Questi aspetti indubbiamente interessano le catene di fornitura moderne, per loro natura interconnesse, complesse e per questo vulnerabili nei confronti di interruzioni valutario-finanziarie. Le stablecoin, nella teoria che si sta facendo largo, semplificherebbero la gestione multi-valuta, evitando forex e rischi connessi al cambio, la riconciliazione dei pagamenti grazie alla registrazione su blockchain e l’accesso alle risorse bancarie, specie sui mercati emergenti.
Di fatto, un po’ tutti i settori presentano margini di applicazione: se si pensa all’elettronica, essa vive di componentistica globale e mercati distribuiti in ognidove, la moda e il tessile hanno fornitori in Asia e clienti in Europa e USA, l’agroalimentare si basa su velocità e tracciabilità, mentre la Logistica e i trasporti hanno fame di rapidità e trasparenza nel regolare accordi e tariffe tra operatori di tutto il mondo.
Il GENIUS Act statunitense: un assist normativo
Perché le stablecoin dovrebbero emergere tanto preponderantemente? Un ‘evento’ che potrebbe aver cambiato le carte in tavola – lo si vedrà nei prossimi anni con l’effettiva risposta del mercato – è stata la firma da parte di Donald Trump del GENIUS Act, un provvedimento normativo che conferisce riconoscimento legale alle stablecoin negli Stati Uniti.
Le condizioni poste per le stablecoin sono il rispetto di requisiti ‘classici’, come la copertura 1:1, la conformità alle normative anti-riciclaggio (AML), e l’autorizzazione statale o federale. In ogni caso, l’atto firmato a Washington istituisce una base normativa chiara, eliminando – almeno sula carta – l’ambiguità che frenava l’adozione da parte delle aziende.
La mossa, che riguarda esplicitamente l’USDC-USDT ancorato al dollaro statunitense, è mirata proprio a favorire il consolidamento del dollaro anche come valuta digitale globale, ma ci sono ulteriori aspetti che attengono alla visione finanziaria e commerciale della Casa Bianca sotto questa presidenza, su tutte, la ridefinizione del ruolo delle banche centrali e delle valute nazionali e l’apertura di una nuova concorrenza con le CBDC (valute digitali di banca centrale).

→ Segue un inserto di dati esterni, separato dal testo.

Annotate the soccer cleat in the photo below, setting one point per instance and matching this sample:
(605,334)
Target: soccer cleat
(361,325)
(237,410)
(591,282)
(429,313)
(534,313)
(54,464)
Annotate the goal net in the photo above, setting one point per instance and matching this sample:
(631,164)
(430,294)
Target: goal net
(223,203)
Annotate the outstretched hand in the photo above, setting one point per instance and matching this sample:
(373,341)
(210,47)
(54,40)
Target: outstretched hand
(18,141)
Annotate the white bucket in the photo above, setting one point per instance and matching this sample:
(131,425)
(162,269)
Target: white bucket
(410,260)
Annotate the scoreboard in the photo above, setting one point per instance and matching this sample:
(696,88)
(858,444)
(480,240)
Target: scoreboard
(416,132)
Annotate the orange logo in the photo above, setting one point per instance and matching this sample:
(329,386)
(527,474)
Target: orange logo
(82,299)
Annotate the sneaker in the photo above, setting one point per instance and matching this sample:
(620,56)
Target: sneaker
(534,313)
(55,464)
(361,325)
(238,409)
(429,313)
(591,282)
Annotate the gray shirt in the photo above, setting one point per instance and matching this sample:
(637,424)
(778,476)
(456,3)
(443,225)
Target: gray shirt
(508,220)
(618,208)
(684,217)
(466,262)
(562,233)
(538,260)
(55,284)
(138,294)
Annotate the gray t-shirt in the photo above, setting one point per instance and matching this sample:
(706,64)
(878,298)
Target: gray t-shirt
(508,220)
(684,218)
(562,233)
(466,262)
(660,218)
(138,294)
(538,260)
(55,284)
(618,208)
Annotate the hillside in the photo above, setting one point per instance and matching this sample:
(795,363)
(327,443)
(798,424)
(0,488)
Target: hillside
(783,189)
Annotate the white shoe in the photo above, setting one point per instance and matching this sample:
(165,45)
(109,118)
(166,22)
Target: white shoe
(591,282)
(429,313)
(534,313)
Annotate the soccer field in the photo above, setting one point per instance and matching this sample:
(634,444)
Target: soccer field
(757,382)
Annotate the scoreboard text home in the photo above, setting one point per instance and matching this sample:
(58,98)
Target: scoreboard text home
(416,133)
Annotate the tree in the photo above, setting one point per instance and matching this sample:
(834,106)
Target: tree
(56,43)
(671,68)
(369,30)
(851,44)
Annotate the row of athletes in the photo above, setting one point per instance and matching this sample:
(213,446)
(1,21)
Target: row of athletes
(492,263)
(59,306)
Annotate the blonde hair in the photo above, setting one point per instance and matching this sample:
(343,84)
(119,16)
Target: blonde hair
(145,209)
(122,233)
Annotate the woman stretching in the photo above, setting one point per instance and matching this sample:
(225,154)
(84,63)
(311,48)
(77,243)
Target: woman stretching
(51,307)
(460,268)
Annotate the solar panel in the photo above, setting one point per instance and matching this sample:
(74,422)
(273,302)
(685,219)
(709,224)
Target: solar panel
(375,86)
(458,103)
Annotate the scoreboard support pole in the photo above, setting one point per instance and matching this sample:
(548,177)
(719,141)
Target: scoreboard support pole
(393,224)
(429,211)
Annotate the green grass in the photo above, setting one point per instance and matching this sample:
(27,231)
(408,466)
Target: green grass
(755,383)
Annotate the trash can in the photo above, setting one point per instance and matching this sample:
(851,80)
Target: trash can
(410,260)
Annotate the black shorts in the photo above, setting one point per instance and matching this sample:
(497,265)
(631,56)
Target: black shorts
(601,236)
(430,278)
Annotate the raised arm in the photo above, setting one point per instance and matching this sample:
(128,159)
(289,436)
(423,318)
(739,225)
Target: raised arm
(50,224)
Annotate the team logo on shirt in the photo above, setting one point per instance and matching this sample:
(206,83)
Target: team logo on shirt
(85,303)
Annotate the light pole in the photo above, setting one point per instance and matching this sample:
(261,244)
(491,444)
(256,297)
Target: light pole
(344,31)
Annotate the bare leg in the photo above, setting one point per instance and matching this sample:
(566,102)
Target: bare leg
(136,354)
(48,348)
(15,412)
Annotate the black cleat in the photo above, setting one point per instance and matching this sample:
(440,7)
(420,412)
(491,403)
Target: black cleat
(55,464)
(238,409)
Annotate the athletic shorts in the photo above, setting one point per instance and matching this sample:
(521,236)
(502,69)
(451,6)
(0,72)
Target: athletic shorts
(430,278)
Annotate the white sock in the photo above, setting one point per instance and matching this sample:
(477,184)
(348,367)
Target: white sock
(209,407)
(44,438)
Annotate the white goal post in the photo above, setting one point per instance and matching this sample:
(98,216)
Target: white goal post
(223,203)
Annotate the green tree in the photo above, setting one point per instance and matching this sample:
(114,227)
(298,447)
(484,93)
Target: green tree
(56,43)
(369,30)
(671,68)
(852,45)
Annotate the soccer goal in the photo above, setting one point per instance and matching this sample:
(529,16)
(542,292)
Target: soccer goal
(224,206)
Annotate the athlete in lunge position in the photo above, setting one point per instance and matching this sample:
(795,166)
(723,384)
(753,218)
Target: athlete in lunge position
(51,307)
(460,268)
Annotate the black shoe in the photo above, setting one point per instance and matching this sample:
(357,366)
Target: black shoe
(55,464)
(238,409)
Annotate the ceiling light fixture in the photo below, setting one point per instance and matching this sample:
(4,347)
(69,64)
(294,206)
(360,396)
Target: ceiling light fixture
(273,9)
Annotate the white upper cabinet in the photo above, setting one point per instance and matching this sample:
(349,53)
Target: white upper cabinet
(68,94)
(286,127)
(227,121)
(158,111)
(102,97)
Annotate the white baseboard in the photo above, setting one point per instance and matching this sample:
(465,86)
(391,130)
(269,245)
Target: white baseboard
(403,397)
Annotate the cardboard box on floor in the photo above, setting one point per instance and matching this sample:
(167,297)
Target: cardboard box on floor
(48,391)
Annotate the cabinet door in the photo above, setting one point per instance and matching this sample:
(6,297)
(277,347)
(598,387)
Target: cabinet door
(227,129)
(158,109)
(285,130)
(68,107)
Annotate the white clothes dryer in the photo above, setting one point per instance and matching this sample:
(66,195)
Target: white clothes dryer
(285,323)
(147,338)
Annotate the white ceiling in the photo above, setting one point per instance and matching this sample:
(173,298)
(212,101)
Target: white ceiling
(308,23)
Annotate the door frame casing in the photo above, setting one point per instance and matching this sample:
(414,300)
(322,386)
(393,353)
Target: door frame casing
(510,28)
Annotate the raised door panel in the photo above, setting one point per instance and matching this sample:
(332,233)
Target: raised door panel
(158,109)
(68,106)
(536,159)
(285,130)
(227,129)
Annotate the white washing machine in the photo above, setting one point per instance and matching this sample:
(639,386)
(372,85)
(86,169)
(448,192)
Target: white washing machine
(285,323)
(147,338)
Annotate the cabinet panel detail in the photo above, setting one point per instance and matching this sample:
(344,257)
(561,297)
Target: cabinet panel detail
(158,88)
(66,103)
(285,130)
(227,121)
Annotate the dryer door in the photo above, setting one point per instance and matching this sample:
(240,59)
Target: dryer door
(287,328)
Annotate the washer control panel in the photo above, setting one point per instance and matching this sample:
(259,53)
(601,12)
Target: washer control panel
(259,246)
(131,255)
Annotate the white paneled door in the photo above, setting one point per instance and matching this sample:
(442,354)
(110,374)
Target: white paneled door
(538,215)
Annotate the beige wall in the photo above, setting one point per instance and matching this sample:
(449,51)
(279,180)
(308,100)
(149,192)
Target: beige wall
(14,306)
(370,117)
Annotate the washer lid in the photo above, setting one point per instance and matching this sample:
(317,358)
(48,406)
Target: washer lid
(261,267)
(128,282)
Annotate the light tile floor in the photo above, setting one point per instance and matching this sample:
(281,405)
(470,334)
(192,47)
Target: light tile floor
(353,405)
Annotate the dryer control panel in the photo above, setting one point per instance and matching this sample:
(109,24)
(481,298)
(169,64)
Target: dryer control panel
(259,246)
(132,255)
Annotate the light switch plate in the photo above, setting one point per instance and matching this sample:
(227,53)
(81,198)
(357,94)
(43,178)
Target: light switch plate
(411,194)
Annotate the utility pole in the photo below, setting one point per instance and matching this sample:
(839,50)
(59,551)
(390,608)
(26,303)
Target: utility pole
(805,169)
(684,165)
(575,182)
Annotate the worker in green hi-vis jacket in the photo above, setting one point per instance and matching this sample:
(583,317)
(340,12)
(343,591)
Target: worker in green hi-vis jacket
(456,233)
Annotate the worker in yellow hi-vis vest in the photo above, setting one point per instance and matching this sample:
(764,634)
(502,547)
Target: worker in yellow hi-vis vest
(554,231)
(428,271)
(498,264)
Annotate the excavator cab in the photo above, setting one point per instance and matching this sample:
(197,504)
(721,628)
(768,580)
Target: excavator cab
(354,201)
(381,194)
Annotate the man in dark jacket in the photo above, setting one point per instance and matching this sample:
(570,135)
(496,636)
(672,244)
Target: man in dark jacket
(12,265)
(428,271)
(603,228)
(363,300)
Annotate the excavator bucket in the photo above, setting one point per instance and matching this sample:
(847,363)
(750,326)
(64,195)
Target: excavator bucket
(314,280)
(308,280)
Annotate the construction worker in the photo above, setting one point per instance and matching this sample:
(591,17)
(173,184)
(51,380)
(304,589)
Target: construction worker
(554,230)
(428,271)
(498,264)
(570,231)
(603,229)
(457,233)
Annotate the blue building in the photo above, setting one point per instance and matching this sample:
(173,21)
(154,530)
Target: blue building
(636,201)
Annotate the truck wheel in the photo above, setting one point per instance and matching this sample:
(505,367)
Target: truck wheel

Nell’idea del presidente statunitense, la legittimazione delle stablecoin porterà all’aumento del loro uso nei contratti commerciali, all’accesso immediato al dollaro digitale per imprese non bancarizzate e ad una maggiore fiducia da parte di investitori e fornitori internazionali.
Perché la logistica dovrebbe interessarsi (o mettersi in guardia)
Nel mondo della logistica, ogni ritardo o errore costa. La ‘promessa’ delle stablecoin è di ridurre il tempo di pagamento dall’ordine di grandezza dei giorni a quello dei minuti su scala internazionale, superando le barriere legate ai sistemi bancari tradizionali.
In più, il sistema di tracciatura ‘blindato’ che si basa su blockchain dovrebbe minimizzare le dispute, proprio grazie alla sua trasparenza.
Di fatto, in un’epoca in cui la Supply Chain richiede adattabilità, precisione e velocità, le stablecoin sembrano offre effettivamente un’infrastruttura monetaria più agile, digitale e priva di confini nazionali.
Il GENIUS Act, come intuibile essendo una decisione di una superpotenza leader in Occidente, potrebbe quindi non andare letta ‘solo’ in quanto norma valida sul suolo statunitense, ma rappresentare un segnale al mondo del commercio, che indubbiamente sta cambiando, aprendosi alle valute digitali.
Però, se le stablecoin puntano a garantire velocità, trasparenza e interoperabilità, bassi costi e un’accessibilità globale, ma, soprattutto, una forte stabilità rispetto alle crypto tradizionali, occorre tenere in considerazione che si tratta pur sempre di uno strumento agli inizi e che, pertanto, espone a rischi di natura regolatoria e a differenze giurisdizionali, senza contare la difficile accertabilità della trasparenza di alcune stablecoin (la stessa Tether è accompagnata dal sospetto che non possa garantire il valore della sua crypto).
Infine, aspetto che apre scenari inquietanti e di portata difficile da mentalizzare, il diffondersi di un bypass delle valute reali con altrettante digitali, per quanto definite ‘stabili’, porta con sé possibili conseguenze sulla sovranità monetaria locale. Il che, forse, lascia intuire quante scommesse contenga al suo interno l’apertura americana.